Leadership Essays 2024

Lost in Decision? Das Geheimnis erfolgreicher Entscheidungen in Projekt-Kernteams

Von Jasmin Frischknecht, Andrea Gir, Manuel Jost, Alexander Magno, Nicolas Schaltegger und Gunda Siemssen

Stell dir ein Schiff mitten im Ozean vor, das ohne Kapitän navigieren muss. Die Crew besteht aus erfahrenen Seeleuten, die gleichberechtigt gemeinsam Entscheidungen treffen müssen. Der Wind pfeift durch die Segel, Wellen schlagen gegen den Rumpf, und am Horizont zieht ein Sturm auf. Wie findet das Schiff seinen Kurs ohne eine zentrale Führungsperson? Diese Metapher hatten wir vor Augen, als wir uns zusammenfanden, um gemeinsam über bessere Entscheidungen in lateralen Teams nachzudenken.

Wir sind sechs Autor:innen aus verschiedenen beruflichen Bereichen (Gestaltung, Gewerbeverein, Industrie, Medienunternehmen, Gesundheitswesen) und sind regelmässig in (zum Teil schier endlose) Entscheidungsprozesse von lateral geführten Projekt-Kernteams involviert. In diesem Essay wollen wir solche Entscheidungsprozesse beleuchten und im besten Fall verbessern. Wir haben die von uns erlebten Entscheidungsprozesse reflektiert und uns auf die Suche nach einem Tool gemacht, das uns bei der Entscheidungsfindung unterstützt.

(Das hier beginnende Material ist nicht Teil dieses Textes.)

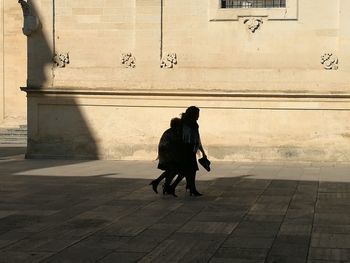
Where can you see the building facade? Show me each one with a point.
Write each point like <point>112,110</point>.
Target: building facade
<point>13,64</point>
<point>272,77</point>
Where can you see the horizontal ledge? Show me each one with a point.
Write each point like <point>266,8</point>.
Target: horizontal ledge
<point>149,93</point>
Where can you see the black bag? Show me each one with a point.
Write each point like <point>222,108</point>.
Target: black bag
<point>205,163</point>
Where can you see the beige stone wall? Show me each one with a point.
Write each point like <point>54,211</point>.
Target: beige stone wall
<point>263,95</point>
<point>281,56</point>
<point>13,58</point>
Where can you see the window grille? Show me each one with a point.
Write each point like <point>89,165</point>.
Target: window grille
<point>253,3</point>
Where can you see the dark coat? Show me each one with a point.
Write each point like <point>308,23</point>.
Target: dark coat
<point>169,149</point>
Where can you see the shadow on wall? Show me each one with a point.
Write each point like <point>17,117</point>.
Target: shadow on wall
<point>53,120</point>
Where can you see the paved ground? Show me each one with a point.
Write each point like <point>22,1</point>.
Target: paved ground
<point>105,211</point>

Das lateinische Wort «Latus» für «Seite» ist namensgebend für laterale Führung. In Teams, die lateral, also «Seite an Seite» zusammenarbeiten, gibt es keine Hierarchie. Die Zusammenarbeit basiert auf Kooperation, Kommunikation und Vertrauen. Diese Form der Zusammenarbeit erleben wir meist, wenn sich verschiedene Berufsgruppen zu Projekt-Kernteams zusammenschliessen, um an einem Projekt zu arbeiten.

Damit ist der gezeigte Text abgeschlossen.